Douglass also housed a boys’ vocational class area which Penn School did not possess. Thus, much of the time in the early to mid-20th Century, older boys from Penn had to walk the almost two miles from close to 43rd Street at Penn to Douglass at 27th and what was then known as West Prospect Place. Needless to say, these young men would not have needed additional physical education classes to stay in shape.
All that does not mean that Penn School did not offer recreation and game-playing areas. In fact, the only remaining physical evidence of the existence of Penn School near the original site is a marker, placed by alumni, that is mounted on a stone projection near the intersection of 43rd & Broadway [J. C. Nichols Parkway] that commemorates the ball fields used by students at the school.
The old Westport-Dodson Interurban “dummy” line that operated a steam engine-drawn set of cars from Mill Street Station [today a shopping area adjacent to Southwest Trafficway] to Dodson at 87th & Prospect] ran on an elevation just west of the ball field and, at the upper level, the school itself. As many will recall, a quite significant overpass existed at 47th & Broadway that crossed the intersection at an angle.
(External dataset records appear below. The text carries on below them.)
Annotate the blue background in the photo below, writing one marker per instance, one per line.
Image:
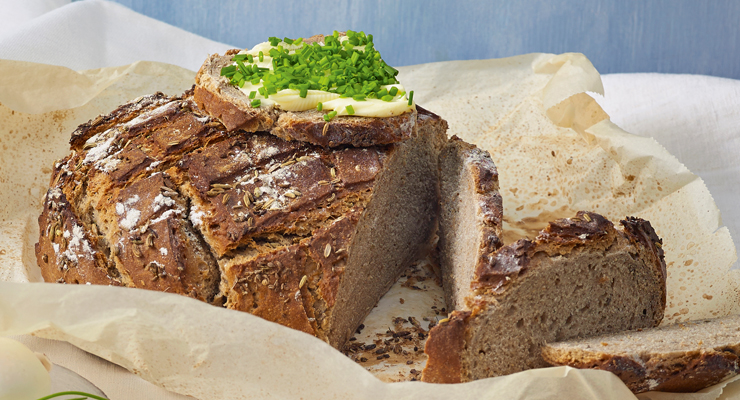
(679, 36)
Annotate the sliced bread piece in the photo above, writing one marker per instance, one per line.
(158, 195)
(470, 216)
(226, 102)
(579, 277)
(684, 357)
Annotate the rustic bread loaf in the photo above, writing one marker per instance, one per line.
(158, 195)
(685, 357)
(579, 277)
(228, 104)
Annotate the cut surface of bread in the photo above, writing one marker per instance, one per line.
(579, 277)
(158, 195)
(470, 216)
(222, 100)
(684, 357)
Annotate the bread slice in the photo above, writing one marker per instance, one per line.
(158, 195)
(685, 357)
(225, 102)
(579, 277)
(471, 213)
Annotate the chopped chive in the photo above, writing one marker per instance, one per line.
(351, 68)
(228, 71)
(330, 116)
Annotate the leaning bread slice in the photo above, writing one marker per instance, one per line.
(684, 357)
(373, 121)
(470, 216)
(580, 277)
(157, 195)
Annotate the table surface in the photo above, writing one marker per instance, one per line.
(697, 118)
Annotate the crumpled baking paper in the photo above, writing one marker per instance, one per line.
(556, 151)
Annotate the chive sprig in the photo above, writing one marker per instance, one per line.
(351, 68)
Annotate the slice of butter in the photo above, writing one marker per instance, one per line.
(290, 99)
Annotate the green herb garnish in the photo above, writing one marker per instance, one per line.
(83, 394)
(352, 68)
(330, 116)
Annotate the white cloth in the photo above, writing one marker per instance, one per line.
(697, 118)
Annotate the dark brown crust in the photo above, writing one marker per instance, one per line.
(479, 166)
(227, 228)
(493, 280)
(215, 95)
(309, 126)
(692, 371)
(269, 285)
(444, 348)
(162, 157)
(122, 114)
(74, 264)
(560, 237)
(641, 231)
(233, 118)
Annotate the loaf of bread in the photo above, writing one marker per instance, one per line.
(685, 357)
(159, 195)
(579, 277)
(226, 102)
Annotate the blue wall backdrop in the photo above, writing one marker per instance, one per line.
(670, 36)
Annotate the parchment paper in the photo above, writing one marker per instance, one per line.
(556, 151)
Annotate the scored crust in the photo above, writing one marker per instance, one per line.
(214, 94)
(158, 195)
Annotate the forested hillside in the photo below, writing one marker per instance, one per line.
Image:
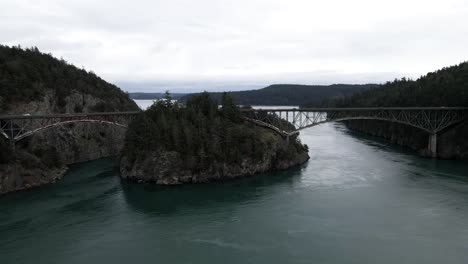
(445, 87)
(27, 74)
(32, 82)
(290, 94)
(169, 144)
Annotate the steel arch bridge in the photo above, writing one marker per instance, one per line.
(18, 127)
(286, 122)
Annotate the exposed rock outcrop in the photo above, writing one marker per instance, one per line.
(167, 168)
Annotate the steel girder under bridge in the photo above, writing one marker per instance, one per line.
(288, 122)
(18, 127)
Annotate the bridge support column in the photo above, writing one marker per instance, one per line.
(18, 179)
(432, 147)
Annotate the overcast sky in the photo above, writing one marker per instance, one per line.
(184, 45)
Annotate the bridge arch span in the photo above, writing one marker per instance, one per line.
(365, 118)
(63, 123)
(18, 127)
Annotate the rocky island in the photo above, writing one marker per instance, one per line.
(201, 143)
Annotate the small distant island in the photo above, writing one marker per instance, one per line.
(202, 142)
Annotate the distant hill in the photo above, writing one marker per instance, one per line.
(445, 87)
(151, 96)
(290, 94)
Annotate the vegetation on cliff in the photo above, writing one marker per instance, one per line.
(201, 133)
(445, 87)
(27, 74)
(34, 82)
(290, 94)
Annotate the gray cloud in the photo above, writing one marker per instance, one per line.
(231, 45)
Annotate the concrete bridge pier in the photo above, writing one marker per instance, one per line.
(432, 147)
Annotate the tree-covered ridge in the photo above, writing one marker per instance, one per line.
(201, 132)
(445, 87)
(26, 75)
(290, 94)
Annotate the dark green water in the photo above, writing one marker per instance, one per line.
(355, 201)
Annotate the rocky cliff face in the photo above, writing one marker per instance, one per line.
(42, 158)
(452, 143)
(166, 168)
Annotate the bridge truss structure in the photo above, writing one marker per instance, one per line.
(289, 122)
(18, 127)
(286, 122)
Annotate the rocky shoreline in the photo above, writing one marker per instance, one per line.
(165, 168)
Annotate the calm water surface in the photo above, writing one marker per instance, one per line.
(355, 201)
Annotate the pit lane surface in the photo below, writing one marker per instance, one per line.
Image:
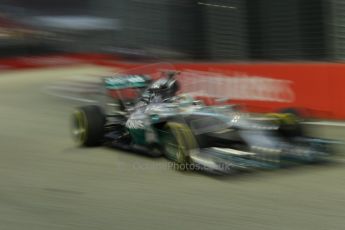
(48, 183)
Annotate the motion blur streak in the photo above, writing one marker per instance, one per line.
(262, 55)
(47, 182)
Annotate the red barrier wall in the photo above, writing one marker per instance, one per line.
(318, 88)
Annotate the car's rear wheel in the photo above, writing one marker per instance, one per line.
(177, 142)
(88, 125)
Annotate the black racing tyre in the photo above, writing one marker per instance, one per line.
(88, 125)
(177, 142)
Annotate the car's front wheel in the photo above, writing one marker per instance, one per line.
(88, 125)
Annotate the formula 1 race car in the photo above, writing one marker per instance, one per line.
(145, 113)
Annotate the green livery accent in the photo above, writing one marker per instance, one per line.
(128, 81)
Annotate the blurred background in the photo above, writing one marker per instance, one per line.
(267, 55)
(190, 29)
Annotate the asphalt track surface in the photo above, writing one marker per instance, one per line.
(49, 183)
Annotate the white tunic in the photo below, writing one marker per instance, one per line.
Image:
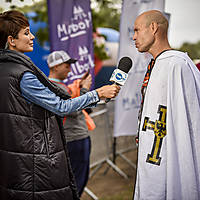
(169, 137)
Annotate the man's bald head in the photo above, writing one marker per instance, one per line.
(157, 17)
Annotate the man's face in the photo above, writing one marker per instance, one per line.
(63, 70)
(24, 41)
(143, 36)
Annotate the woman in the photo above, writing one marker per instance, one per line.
(34, 162)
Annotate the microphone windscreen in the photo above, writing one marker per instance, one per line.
(125, 64)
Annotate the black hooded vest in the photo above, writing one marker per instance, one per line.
(34, 163)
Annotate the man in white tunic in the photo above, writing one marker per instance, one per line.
(169, 130)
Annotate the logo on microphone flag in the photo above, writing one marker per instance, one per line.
(118, 76)
(70, 28)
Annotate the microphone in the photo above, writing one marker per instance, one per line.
(120, 75)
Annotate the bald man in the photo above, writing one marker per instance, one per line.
(169, 133)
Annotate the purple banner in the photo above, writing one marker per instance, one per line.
(70, 29)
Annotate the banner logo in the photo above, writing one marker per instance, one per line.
(80, 22)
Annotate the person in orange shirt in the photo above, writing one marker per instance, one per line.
(76, 124)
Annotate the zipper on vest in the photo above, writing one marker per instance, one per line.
(45, 135)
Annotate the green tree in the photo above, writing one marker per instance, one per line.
(193, 49)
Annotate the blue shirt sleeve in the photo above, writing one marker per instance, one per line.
(34, 91)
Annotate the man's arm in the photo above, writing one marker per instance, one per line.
(34, 91)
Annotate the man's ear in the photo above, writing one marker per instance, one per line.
(11, 41)
(154, 27)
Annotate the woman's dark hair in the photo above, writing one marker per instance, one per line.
(11, 22)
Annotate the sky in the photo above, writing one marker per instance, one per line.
(184, 20)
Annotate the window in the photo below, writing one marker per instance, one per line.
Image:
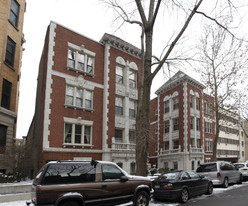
(208, 108)
(175, 144)
(10, 52)
(191, 101)
(197, 124)
(3, 137)
(175, 124)
(167, 106)
(14, 13)
(119, 75)
(166, 145)
(175, 103)
(81, 62)
(166, 127)
(118, 135)
(70, 173)
(192, 121)
(208, 145)
(77, 97)
(132, 168)
(132, 106)
(131, 137)
(132, 79)
(77, 134)
(111, 172)
(6, 94)
(118, 106)
(208, 127)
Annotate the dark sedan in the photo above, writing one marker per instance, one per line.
(181, 185)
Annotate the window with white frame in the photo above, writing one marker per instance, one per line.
(191, 101)
(132, 108)
(132, 79)
(208, 127)
(14, 13)
(131, 136)
(192, 122)
(78, 97)
(77, 134)
(175, 103)
(119, 78)
(175, 124)
(118, 135)
(167, 106)
(208, 145)
(80, 61)
(208, 108)
(166, 145)
(197, 103)
(119, 106)
(197, 124)
(175, 144)
(166, 127)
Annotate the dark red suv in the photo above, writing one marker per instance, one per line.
(70, 183)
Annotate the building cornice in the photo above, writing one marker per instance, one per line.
(120, 44)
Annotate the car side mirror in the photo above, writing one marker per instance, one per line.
(124, 178)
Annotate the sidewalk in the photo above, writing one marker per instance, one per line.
(15, 191)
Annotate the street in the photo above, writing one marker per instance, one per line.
(233, 195)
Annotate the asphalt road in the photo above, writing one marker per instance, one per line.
(234, 195)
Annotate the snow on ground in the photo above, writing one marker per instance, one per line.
(152, 203)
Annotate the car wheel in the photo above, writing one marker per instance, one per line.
(225, 183)
(69, 203)
(141, 199)
(184, 196)
(210, 188)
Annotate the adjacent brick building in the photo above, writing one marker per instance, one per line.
(11, 41)
(183, 123)
(86, 100)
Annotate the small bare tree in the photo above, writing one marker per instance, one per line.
(223, 64)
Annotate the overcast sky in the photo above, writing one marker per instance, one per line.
(89, 18)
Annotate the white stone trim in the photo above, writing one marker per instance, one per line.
(50, 63)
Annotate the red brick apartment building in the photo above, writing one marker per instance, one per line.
(182, 124)
(86, 100)
(11, 48)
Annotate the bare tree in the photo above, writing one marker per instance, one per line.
(144, 14)
(223, 64)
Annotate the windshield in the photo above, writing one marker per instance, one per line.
(169, 176)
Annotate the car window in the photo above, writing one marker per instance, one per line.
(111, 172)
(185, 176)
(169, 176)
(207, 168)
(70, 173)
(193, 175)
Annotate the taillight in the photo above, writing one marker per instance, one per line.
(169, 187)
(218, 175)
(37, 192)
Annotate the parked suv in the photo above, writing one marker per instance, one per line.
(221, 173)
(70, 183)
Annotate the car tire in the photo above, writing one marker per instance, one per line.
(184, 195)
(142, 199)
(70, 203)
(210, 188)
(225, 183)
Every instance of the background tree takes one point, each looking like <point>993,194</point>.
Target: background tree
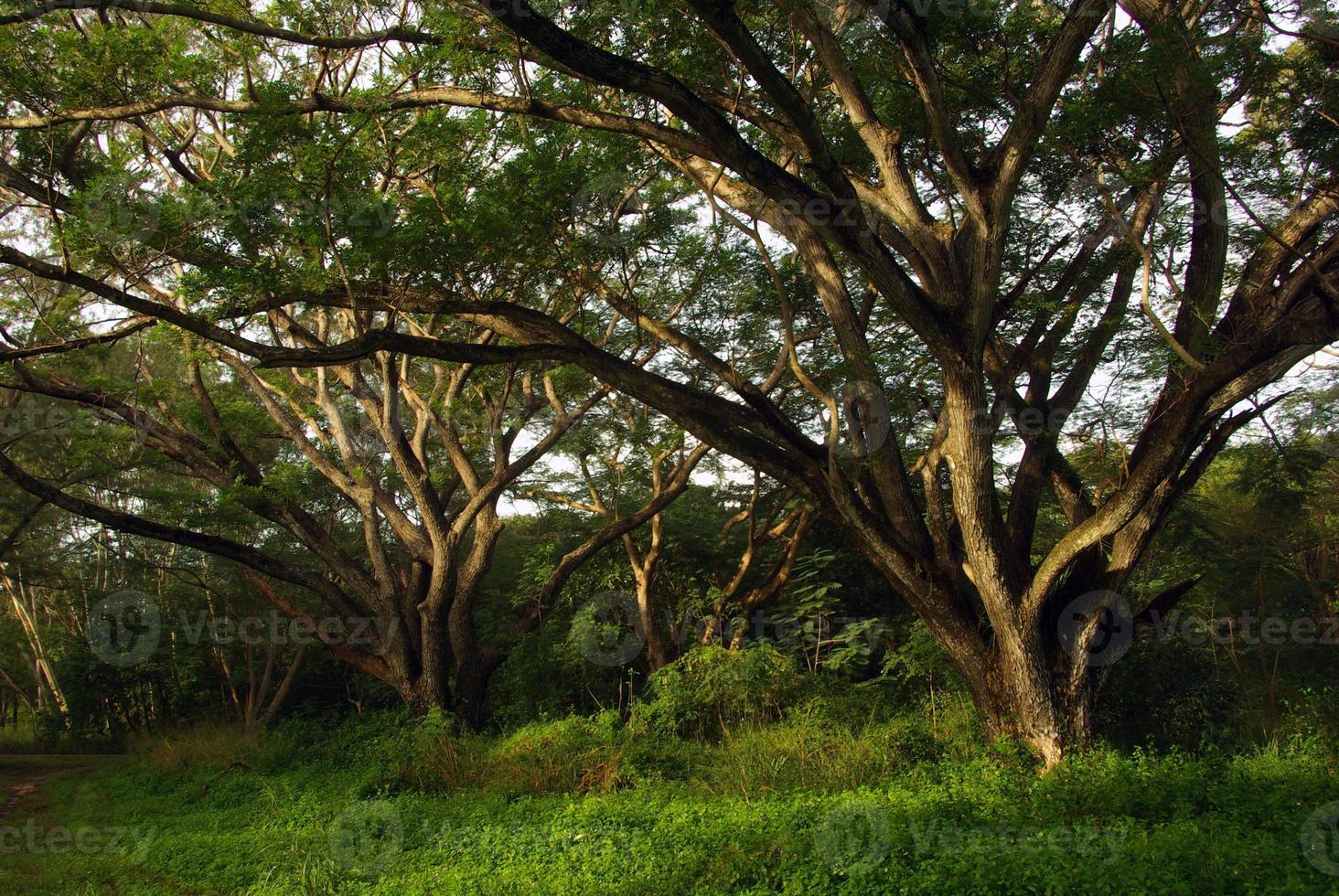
<point>984,198</point>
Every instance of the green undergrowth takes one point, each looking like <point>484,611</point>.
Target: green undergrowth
<point>804,803</point>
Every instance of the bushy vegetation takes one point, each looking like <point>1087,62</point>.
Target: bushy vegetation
<point>807,803</point>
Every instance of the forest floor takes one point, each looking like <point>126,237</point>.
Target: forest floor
<point>349,812</point>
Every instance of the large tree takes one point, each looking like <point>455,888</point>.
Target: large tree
<point>984,205</point>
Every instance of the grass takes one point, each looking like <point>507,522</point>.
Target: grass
<point>592,805</point>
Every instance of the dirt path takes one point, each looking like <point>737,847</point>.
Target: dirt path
<point>22,777</point>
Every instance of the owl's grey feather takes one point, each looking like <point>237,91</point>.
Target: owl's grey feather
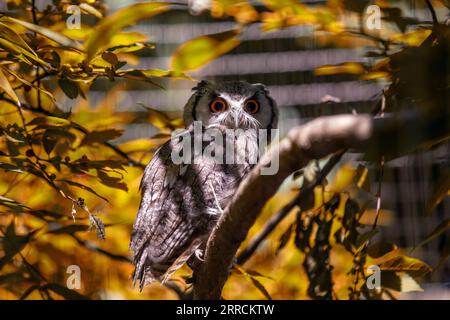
<point>181,202</point>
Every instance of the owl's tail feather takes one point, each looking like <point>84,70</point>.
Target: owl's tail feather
<point>147,274</point>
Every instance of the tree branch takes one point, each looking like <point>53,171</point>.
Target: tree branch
<point>314,140</point>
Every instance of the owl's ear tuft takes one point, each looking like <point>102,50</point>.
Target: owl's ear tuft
<point>262,87</point>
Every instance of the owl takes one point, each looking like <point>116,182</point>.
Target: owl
<point>181,202</point>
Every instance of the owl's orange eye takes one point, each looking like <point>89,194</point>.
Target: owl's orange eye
<point>252,106</point>
<point>218,105</point>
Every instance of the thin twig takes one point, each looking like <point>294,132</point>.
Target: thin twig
<point>432,11</point>
<point>283,213</point>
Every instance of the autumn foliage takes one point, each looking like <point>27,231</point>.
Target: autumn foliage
<point>69,190</point>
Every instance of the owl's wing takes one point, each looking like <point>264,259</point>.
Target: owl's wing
<point>176,212</point>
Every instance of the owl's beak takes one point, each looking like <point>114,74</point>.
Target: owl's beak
<point>235,119</point>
Other outlying African American Schools [not near 18th & Vine] in the Kansas City District in 1913 included Booker T. Washington, 30th & Myrtle; B. K. Bruce at 14th & Jackson; W. L. Garrison at 4th & Forest; Lincoln Elementary at 11th & Campbell; Charles Sumner between 9th & St. Louis on Wyoming; and Phillis Wheatley on 55th between Prospect & Montgall along with the previously mentioned Douglass school. Garrison, Lincoln [later renamed W. W. Yates School], and Douglass were the largest of these outlying schools in numbers of classrooms and teachers.
The schools located near 18th & Vine in 1913 included Crispus Attucks at 19th & Woodland; the “Negro Truant School” at the workhouse on Vine Street; Wendell Phillips school at Vine & Howard; and Lincoln High School at 19th & Tracy.
All these institutions served the city and the community faithfully for many decades. Penn School enrolled its last classes in the 1960s and disappeared from its site shortly after. Now it, and several others, exist fondly only in the memories of their devoted graduates.